Unwarranted access already allowed
Telstra says that police and spy agencies very rarely have a warrant when they request customers’ information.
Telstra has put out its first annual Transparency Report, saying that in tens of thousands of Government requests for customer records, only 3.9 per cent were approved by a court order or warrant.
Government security agencies and police forces accessed 84,949 Telstra customer records in the 2014 financial year, of these, just 598 were in response to court orders and 2,701 were based on warrants for the interception of data.
“Between 1 July 2013 and 30 June 2014, we received and acted on 84,949 requests for customer information,” the report said.
“2,701 were warrants for interception or access to stored communications.”
“Outside of Australia, we received less than 100 requests across all the countries that we operate in.”
It adds to Telstra’s recent revelation that law-enforcement agencies have also been accessing Australians' complete web browsing histories without warrants.

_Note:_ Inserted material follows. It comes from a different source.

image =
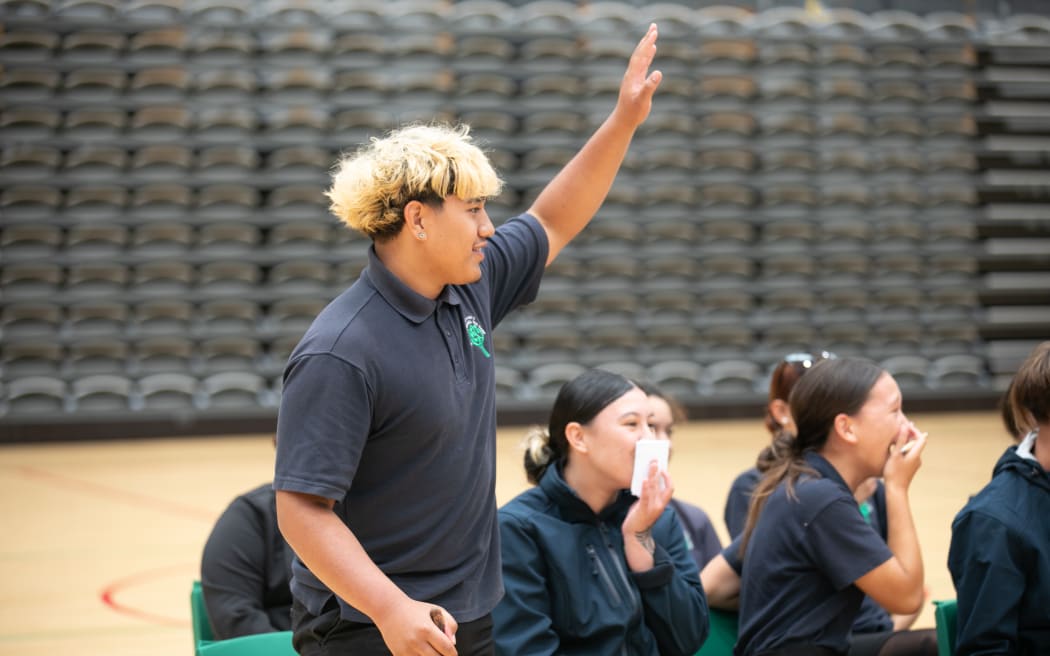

Telstra says that the vast majority, 75,448, of records were carriage service records, customer information or “pre-warrant checks” to see if a customer is still using their phone.
Many government agencies access customer information with a “lawful request”, separate to a warrant or court order.
Security bodies like the Australian Federal Police and ASIO employ the technique, as do groups such as the Royal Society for the Prevention of Cruelty to Animals (RSPCA) and local councils.
Greens Senator Scott Ludlam leads the charge toward reasonable surveillance and data retention laws, while other politicians seem to advocate a “take everything” approach.
Senator Ludlam told Fairfax Media this week that he was concerned about the seemingly rampant access of records, and the rise in the number of warrantless requests by 10 to 20 per cent each year.
“It's a huge escalation of warrantless access to people's records and you'd have to expect that if the data retention regime was brought forward that the number would continue to skyrocket,” he said.
“It appears these agencies can conduct their business and have done for years and years without a data retention policy and without access to new categories of metadata that didn't exist ten years ago,” Senator Ludlam said.
“Even if the data retention proposal was taken off the table ... we've got a very big problem with the warrantless accessing of extremely invasive material including location records.”